Kelangkaan dan melonjaknya harga minyak goreng di pasaran membuat pemerintah meluncurkan program minyak goreng bersubsidi pada pertengahan 2022 lalu. Minyak goreng tersebut bermerk “Minyakita”.
Minyakita seolah sukses menjadi solusi dari pemerintah untuk mengatasi melonjaknya harga minyak goreng pada saat itu. Harga eceran per liter Minyakita adalah Rp14 ribu pada saat awal diluncurkan.
Kini, permasalahan yang sama kembali muncul. Kelangkaan minyak goreng Minyakita kembali menimbulkan polemik.
Polemik yang hadir saat ini seakan diperparah dengan pernyataan Zulhas selaku Mendag yang menuding program biodiesel 35 persen atau B35 menjadi salah satu faktor yang membuat Minyakita menjadi langka.
Dalam program B35, pemerintah akan meningkatkan persentase campuran bahan bakar bakar nabati ke dalam bahan bakar minyak jenis solar dari 20 persen pada B20 menjadi 35 persen. Pasalnya program itu meningkatkan penggunaan Crude Palm Oil (CPO), bahan baku minyak goreng konsumsi.

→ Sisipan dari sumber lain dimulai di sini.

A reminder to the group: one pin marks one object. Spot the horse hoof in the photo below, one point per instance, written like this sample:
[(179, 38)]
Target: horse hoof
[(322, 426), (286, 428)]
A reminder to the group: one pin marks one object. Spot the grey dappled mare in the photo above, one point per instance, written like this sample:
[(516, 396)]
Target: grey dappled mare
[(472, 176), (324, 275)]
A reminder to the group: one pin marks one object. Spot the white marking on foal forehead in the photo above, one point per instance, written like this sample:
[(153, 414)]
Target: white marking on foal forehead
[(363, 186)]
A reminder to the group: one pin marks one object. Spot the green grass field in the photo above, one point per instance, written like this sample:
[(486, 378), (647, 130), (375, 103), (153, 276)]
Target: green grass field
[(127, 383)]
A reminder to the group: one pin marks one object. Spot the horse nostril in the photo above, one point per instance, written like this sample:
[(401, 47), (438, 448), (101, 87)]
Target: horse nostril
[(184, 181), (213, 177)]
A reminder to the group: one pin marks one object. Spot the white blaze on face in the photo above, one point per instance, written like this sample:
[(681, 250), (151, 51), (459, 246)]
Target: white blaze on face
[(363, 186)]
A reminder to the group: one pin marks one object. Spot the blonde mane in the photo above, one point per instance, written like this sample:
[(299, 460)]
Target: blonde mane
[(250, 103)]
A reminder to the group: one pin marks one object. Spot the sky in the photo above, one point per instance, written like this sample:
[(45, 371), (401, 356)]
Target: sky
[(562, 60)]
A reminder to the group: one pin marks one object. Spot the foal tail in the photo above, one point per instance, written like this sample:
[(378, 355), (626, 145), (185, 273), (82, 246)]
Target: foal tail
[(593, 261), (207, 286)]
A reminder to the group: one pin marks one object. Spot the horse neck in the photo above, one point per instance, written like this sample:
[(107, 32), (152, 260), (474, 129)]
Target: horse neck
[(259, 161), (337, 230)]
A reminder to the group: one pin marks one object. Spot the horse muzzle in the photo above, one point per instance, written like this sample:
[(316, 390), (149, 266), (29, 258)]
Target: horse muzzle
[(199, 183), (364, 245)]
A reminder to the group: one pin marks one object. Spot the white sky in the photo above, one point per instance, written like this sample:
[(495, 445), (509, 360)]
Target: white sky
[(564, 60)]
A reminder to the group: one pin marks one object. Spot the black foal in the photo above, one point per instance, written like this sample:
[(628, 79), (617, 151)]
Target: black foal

Namun, pernyataan Zulhas tersebut dibantah oleh Menteri Koordinator (Menko) Bidang Perekonomian Airlangga Hartanto dan Kementerian Energi dan Sumber Daya Mineral (ESDM). Mereka kompak menyatakan bahwa kelangkaan Minyakita di pasaran bukan disebabkan oleh program B35.
Airlangga menyebut pemerintah sudah meningkatkan kebutuhan minyak sawit dalam negeri dari 300 ribu kiloliter (kl) menjadi 450 ribu kl. Di lain sisi, tekanan pasar ekspor di Eropa juga akan mengurangi permintaan, yang kemudian dikompensasikan dengan kehadiran B35.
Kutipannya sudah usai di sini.